The heirs argue on appeal that the rule relied upon by the district court applies only where the deed or patent conveying the property refers to the land “as shown by the official government survey” and the parcel is shown as being riparian according to that survey. We do not agree that the rule is so limited. Courts have recognized the doctrine in all instances of riparian land, including situations where non-riparian land has become riparian over time. See, e.g., Bone v. May, 208 Iowa 1094, 225 N.W. 367, 368-69 (1929); Worm v. Crowell, 165 Neb. 713, 87 N.W.2d 384, 389-90 (1958). See also III American Law of Property, § 15.27 at 857-58 (1952 & Supp. 1977). This is most consistent with the rationale behind the rule, namely, that when land conveyed is bounded by water “it may well be regarded as the expectancy of both grantor and grantee that it should continue to be so bounded,” so that the owner “will not be shut off from the water.” Ill American Law of Property, supra, § 15.27 at 857, 859 (footnotes omitted). “Public policy established by custom practically from the inception of the common law is therefore the basis of this law.” Id. at 859 (footnote omitted).

The Supreme Court has recognized the universal acceptance of this rule, noting differences only in the descriptions of the rule’s rationale:

By some, the rule has been vindicated on the principle of natural justice, that he who sustains the burden of losses and of repairs, imposed by the continguity of waters, ought to receive whatever benefits they may bring by accretion; by others it is derived from the principle of public policy, that it is the interest of the community that all land should have an owner, and most convenient that insensible additions to the shore should follow the title to the shore itself.

Jefferis v. East Omaha Land Co., 134 U.S. 178, 189, 10 S.Ct. 518, 520, 33 L.Ed. 872 (1890) (citation omitted). See Hughes v. Washington, 389 U.S. 290, 293-94, 88 S.Ct. 438, 440-41, 19 L.Ed.2d 530 (1967); DeBoer v. United States, 653 F.2d 1313, 1315 (9th Cir. 1981).

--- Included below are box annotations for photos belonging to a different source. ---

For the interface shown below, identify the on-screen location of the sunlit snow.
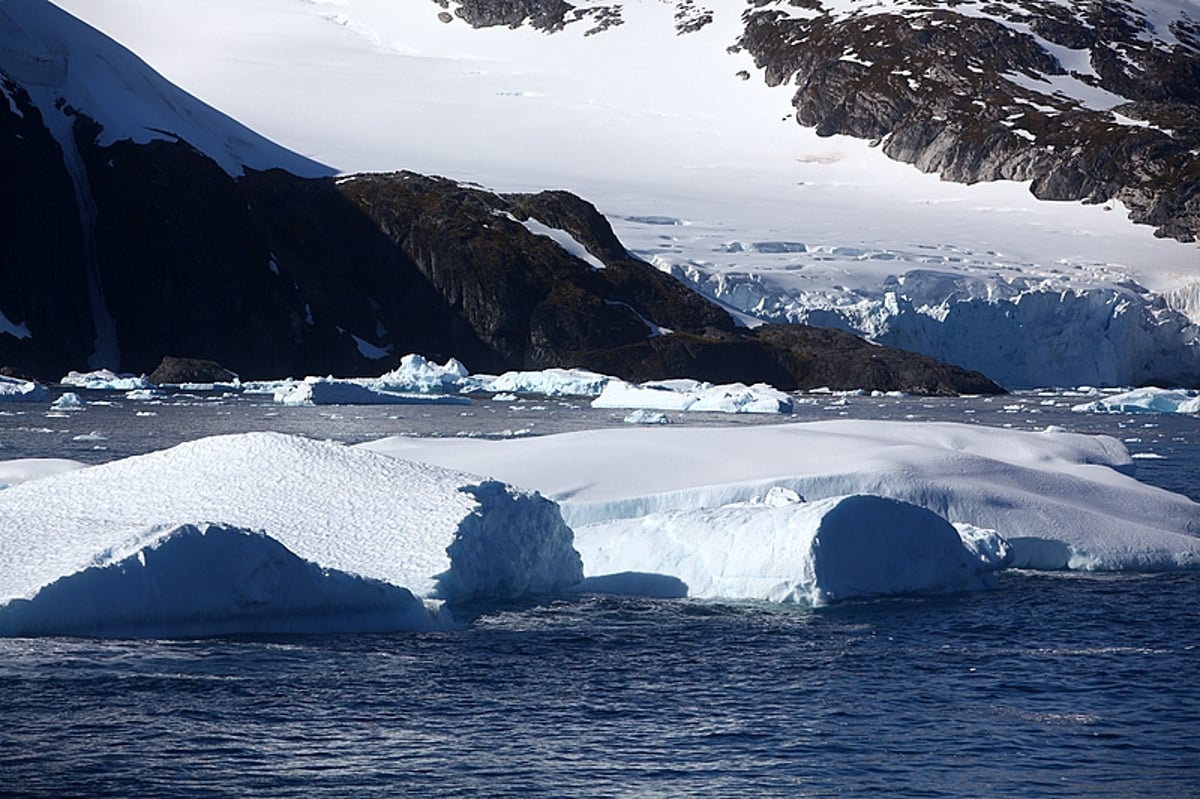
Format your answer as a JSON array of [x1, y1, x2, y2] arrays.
[[60, 0, 1200, 388], [364, 420, 1200, 573]]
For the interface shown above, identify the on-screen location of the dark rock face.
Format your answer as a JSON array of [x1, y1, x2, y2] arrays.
[[434, 0, 713, 36], [0, 96, 998, 392], [0, 76, 94, 377], [739, 0, 1200, 241], [146, 355, 238, 385]]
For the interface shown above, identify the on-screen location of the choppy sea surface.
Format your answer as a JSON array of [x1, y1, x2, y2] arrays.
[[0, 392, 1200, 798]]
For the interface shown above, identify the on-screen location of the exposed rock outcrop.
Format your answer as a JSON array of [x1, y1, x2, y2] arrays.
[[0, 2, 998, 392]]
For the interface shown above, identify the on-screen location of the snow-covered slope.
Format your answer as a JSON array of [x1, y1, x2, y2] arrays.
[[51, 0, 1200, 388], [0, 0, 331, 175]]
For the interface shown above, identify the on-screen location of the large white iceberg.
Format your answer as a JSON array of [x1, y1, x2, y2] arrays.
[[467, 368, 616, 397], [0, 458, 83, 488], [377, 354, 468, 392], [366, 420, 1200, 575], [577, 495, 1007, 606], [0, 524, 449, 637], [59, 370, 154, 391], [0, 433, 582, 631], [592, 379, 792, 414]]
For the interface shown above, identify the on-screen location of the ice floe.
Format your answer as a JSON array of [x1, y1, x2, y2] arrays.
[[59, 370, 154, 391], [592, 379, 792, 414]]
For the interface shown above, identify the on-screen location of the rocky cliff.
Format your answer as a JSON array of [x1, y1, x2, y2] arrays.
[[438, 0, 1200, 241], [0, 2, 998, 394]]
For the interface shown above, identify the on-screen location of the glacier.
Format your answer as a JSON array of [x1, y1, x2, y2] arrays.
[[60, 0, 1200, 389], [0, 420, 1200, 637], [0, 433, 582, 619]]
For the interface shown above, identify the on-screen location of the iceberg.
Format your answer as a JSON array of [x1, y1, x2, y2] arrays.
[[272, 377, 470, 405], [592, 379, 792, 414], [0, 374, 49, 402], [59, 370, 155, 391], [1072, 388, 1200, 414], [466, 368, 616, 397], [364, 420, 1200, 576], [0, 458, 83, 489], [0, 433, 583, 635], [0, 524, 452, 638], [576, 495, 1008, 607]]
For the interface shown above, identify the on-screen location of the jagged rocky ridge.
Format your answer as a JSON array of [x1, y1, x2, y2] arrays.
[[448, 0, 1200, 388], [0, 18, 998, 392], [446, 0, 1200, 241]]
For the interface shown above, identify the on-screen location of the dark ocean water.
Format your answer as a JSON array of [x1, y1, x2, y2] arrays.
[[0, 388, 1200, 798], [0, 573, 1200, 798]]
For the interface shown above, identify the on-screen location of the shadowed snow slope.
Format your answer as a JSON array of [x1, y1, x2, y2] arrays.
[[0, 433, 582, 600], [367, 420, 1200, 573], [580, 495, 1004, 606], [0, 0, 331, 176], [59, 0, 1200, 388], [0, 524, 439, 637]]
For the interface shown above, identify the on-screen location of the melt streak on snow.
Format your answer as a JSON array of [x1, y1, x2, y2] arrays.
[[51, 0, 1200, 388], [365, 420, 1200, 575]]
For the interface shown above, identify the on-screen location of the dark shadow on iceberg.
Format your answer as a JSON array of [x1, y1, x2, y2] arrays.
[[0, 524, 449, 638], [574, 571, 688, 599]]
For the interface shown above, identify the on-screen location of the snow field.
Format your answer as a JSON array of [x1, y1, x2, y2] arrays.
[[51, 0, 1200, 389], [0, 433, 582, 601]]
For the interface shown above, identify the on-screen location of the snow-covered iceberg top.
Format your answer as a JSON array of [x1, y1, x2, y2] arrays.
[[259, 355, 792, 414], [0, 524, 452, 638], [0, 433, 582, 635], [592, 379, 792, 414], [0, 374, 49, 402], [582, 495, 1008, 607], [0, 458, 83, 489], [377, 354, 468, 392], [463, 368, 617, 397], [59, 370, 154, 391], [272, 377, 470, 405], [366, 420, 1200, 575], [1072, 388, 1200, 414]]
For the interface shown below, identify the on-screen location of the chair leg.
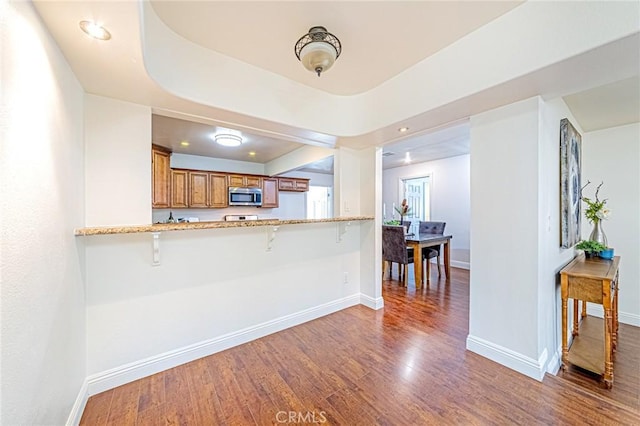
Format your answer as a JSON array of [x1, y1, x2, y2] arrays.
[[401, 263, 409, 287]]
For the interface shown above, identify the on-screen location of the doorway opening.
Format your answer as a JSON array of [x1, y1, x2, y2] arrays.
[[307, 186, 333, 219], [398, 175, 431, 233]]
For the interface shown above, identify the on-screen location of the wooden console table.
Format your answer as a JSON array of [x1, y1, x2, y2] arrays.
[[560, 255, 620, 388]]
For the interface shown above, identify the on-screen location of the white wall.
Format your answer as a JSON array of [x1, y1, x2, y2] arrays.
[[333, 148, 363, 217], [538, 98, 583, 374], [582, 123, 640, 326], [171, 153, 265, 175], [467, 98, 546, 380], [0, 1, 86, 425], [382, 155, 470, 269], [359, 147, 384, 309], [85, 94, 151, 226], [85, 222, 361, 393]]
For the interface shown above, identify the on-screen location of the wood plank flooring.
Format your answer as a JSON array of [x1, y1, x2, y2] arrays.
[[81, 268, 640, 425]]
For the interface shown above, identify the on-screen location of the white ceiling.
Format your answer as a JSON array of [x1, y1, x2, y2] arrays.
[[151, 0, 522, 95], [34, 0, 640, 169], [151, 114, 300, 163]]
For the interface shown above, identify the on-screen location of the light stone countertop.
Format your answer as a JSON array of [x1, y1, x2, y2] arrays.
[[74, 216, 373, 236]]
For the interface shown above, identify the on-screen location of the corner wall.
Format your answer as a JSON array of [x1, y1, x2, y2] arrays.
[[85, 95, 152, 226], [467, 97, 546, 380], [0, 0, 86, 425], [582, 123, 640, 327]]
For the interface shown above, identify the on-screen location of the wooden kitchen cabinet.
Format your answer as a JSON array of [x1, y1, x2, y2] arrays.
[[171, 169, 189, 208], [278, 178, 309, 192], [151, 145, 171, 209], [262, 178, 278, 208], [229, 174, 262, 188], [209, 173, 229, 208], [188, 171, 209, 208]]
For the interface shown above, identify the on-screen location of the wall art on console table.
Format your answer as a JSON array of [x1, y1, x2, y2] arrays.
[[560, 118, 582, 248]]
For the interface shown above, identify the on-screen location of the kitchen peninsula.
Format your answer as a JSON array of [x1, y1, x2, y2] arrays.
[[75, 215, 376, 394], [74, 216, 374, 236]]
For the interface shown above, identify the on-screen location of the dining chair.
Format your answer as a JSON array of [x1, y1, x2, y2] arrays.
[[382, 225, 414, 287], [418, 221, 447, 279]]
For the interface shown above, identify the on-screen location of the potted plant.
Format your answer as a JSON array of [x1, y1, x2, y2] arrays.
[[576, 240, 607, 258]]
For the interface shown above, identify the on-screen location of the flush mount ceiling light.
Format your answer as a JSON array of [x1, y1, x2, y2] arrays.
[[80, 21, 111, 40], [294, 27, 342, 77], [213, 133, 242, 146]]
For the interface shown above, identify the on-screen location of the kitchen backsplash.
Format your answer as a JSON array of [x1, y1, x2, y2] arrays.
[[152, 192, 307, 223]]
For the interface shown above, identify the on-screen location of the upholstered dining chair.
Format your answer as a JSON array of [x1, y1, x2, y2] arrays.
[[418, 221, 447, 279], [382, 225, 414, 287]]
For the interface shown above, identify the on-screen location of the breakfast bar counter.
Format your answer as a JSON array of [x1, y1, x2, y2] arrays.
[[74, 216, 373, 236]]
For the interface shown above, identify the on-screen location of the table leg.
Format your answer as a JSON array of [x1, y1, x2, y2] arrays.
[[562, 276, 569, 370], [438, 240, 451, 280], [410, 243, 422, 290], [571, 299, 580, 337], [612, 278, 619, 352], [604, 307, 613, 389]]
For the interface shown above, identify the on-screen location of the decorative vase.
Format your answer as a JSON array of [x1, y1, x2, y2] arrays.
[[589, 220, 608, 247]]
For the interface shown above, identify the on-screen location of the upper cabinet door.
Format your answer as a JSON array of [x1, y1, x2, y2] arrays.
[[262, 178, 278, 208], [278, 178, 309, 192], [229, 175, 262, 188], [189, 172, 209, 208], [209, 173, 229, 208], [151, 147, 171, 208], [171, 169, 189, 208]]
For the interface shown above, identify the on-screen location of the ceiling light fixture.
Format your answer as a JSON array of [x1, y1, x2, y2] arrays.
[[80, 21, 111, 40], [294, 26, 342, 77], [213, 133, 242, 146]]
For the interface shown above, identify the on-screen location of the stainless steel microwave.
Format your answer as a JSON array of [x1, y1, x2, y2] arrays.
[[229, 187, 262, 207]]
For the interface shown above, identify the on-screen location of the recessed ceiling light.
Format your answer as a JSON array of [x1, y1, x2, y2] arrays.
[[213, 133, 242, 146], [80, 21, 111, 40]]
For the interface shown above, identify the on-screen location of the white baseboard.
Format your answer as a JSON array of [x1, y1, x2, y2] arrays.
[[547, 346, 562, 376], [450, 260, 471, 271], [65, 379, 89, 426], [360, 293, 384, 311], [587, 303, 640, 327], [467, 335, 548, 381], [85, 294, 362, 396]]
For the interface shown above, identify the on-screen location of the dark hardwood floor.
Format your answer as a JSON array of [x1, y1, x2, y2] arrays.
[[81, 269, 640, 425]]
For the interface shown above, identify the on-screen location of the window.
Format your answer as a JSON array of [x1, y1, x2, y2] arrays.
[[399, 176, 431, 233]]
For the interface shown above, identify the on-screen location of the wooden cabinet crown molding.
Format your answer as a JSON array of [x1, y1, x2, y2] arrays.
[[278, 178, 309, 192]]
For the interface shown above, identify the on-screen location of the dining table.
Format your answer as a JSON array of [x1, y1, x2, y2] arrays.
[[406, 232, 453, 289]]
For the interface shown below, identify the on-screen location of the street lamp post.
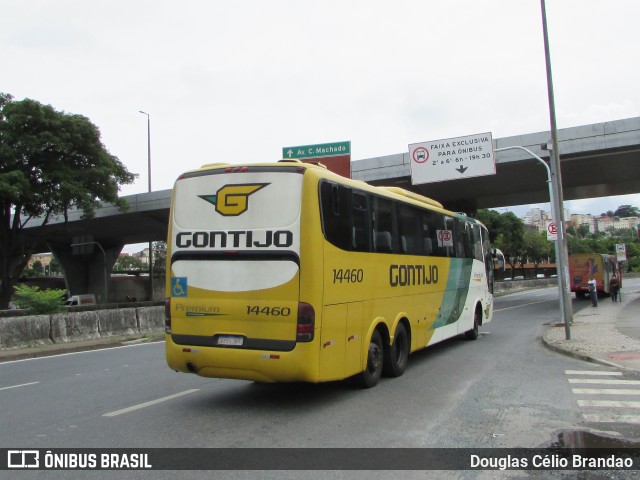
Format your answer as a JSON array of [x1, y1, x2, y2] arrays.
[[138, 110, 153, 300], [540, 0, 573, 340]]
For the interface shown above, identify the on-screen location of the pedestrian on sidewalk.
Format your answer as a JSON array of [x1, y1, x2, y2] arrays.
[[609, 273, 620, 302], [587, 275, 598, 307]]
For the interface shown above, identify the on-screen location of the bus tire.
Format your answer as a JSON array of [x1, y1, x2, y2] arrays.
[[382, 323, 409, 377], [356, 330, 384, 388], [464, 308, 482, 340]]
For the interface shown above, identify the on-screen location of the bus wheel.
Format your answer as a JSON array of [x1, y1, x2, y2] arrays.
[[356, 330, 384, 388], [382, 323, 409, 377], [464, 308, 482, 340]]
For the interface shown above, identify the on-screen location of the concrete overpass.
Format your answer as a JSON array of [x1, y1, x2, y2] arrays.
[[352, 117, 640, 212], [24, 117, 640, 300]]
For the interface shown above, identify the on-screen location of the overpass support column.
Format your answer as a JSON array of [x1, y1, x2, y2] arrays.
[[50, 240, 124, 303]]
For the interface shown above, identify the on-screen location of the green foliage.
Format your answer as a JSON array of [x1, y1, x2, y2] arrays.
[[477, 210, 525, 271], [153, 242, 167, 278], [0, 93, 136, 308], [523, 231, 555, 266], [113, 255, 146, 272], [613, 205, 640, 217], [15, 285, 65, 315]]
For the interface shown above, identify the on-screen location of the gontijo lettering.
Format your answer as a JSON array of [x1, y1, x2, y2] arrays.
[[176, 230, 293, 248], [389, 265, 438, 287]]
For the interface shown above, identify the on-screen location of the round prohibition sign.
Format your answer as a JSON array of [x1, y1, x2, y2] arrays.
[[412, 147, 429, 163], [438, 230, 451, 242]]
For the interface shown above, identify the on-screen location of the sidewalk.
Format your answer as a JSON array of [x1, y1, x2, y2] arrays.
[[543, 286, 640, 371]]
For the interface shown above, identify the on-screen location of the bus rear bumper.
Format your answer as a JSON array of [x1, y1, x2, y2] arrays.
[[165, 335, 318, 383]]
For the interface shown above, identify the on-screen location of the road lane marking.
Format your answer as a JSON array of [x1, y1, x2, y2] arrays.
[[102, 388, 200, 417], [571, 388, 640, 396], [582, 413, 640, 424], [564, 370, 622, 377], [578, 400, 640, 408], [569, 378, 640, 385], [0, 340, 164, 367], [0, 382, 40, 390], [494, 298, 558, 312]]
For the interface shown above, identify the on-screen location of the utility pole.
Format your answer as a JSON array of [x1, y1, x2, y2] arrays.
[[139, 110, 153, 301], [540, 0, 573, 340]]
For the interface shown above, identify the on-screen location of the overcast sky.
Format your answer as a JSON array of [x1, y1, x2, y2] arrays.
[[0, 0, 640, 226]]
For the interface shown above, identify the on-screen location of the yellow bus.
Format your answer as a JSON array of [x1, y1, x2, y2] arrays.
[[166, 160, 493, 387]]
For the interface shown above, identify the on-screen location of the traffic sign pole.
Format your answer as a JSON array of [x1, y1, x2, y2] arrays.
[[494, 146, 573, 340]]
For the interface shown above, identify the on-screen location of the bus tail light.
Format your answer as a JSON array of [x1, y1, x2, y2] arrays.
[[296, 302, 316, 342], [164, 298, 171, 334]]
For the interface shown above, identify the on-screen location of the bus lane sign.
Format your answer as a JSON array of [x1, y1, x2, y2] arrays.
[[409, 132, 496, 185]]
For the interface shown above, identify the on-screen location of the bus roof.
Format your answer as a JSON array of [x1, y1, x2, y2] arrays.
[[178, 158, 472, 223]]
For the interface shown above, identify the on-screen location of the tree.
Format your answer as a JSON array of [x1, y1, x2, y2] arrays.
[[523, 231, 553, 276], [153, 242, 167, 278], [0, 93, 136, 309], [478, 210, 524, 276], [613, 205, 640, 217], [113, 255, 144, 272]]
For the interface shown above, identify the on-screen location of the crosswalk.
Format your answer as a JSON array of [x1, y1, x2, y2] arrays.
[[565, 370, 640, 425]]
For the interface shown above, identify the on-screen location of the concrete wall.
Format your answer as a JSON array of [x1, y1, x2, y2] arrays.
[[0, 306, 164, 349]]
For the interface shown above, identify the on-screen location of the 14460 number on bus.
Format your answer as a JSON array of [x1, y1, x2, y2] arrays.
[[333, 268, 364, 283]]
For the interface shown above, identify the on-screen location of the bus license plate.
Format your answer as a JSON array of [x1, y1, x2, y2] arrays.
[[218, 335, 244, 347]]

Thus, the authorities have consistently maintained that accretions must be expressly excluded from a conveyance to avoid their transfer. See III American Law of Property, supra, § 15.27 at 859; Wemmer v. Young, 167 Neb. 495, 93 N.W.2d 837, 851 (1958); Worm v. Crowell, supra, 87 N.W.2d at 390. This Court has previously held that alloted lands are treated no differently. Fontenelle v. Omaha Tribe, 430 F.2d 143,147 (8th Cir.1970). Because the accretions to the DeCora and Jackson allotments were not exempted from the conveyances to Ashford in this case, Ashford received title to the accretions as well as to the original allotments and the heirs have no valid claim to any of these lands.

The heirs argue that the “substantial accretion” rule changes this result, but we do not agree. The “substantial accretion” rule has been applied in situations where the government has granted a patent to land which had been surveyed long before entry on the land and which, unknown to the government, had benefited from the addition of substantial accretions where the purchaser would be unjustly enriched by ownership of the accretions. DeBoer v. United States, 653 F.2d 1313, [156]*1561315-16 (9th Cir.1981); Smith v. United States, 593 F.2d 982, 984-88 (10th Cir. 1979). Assuming the heirs of individual allottees could stand in the same shoes as the government, there is no evidence that the heirs who conveyed the allotments were unaware of the accretions. In fact, the accretions formed while the original allottees were in possession of the land and before its transfer to Ashford.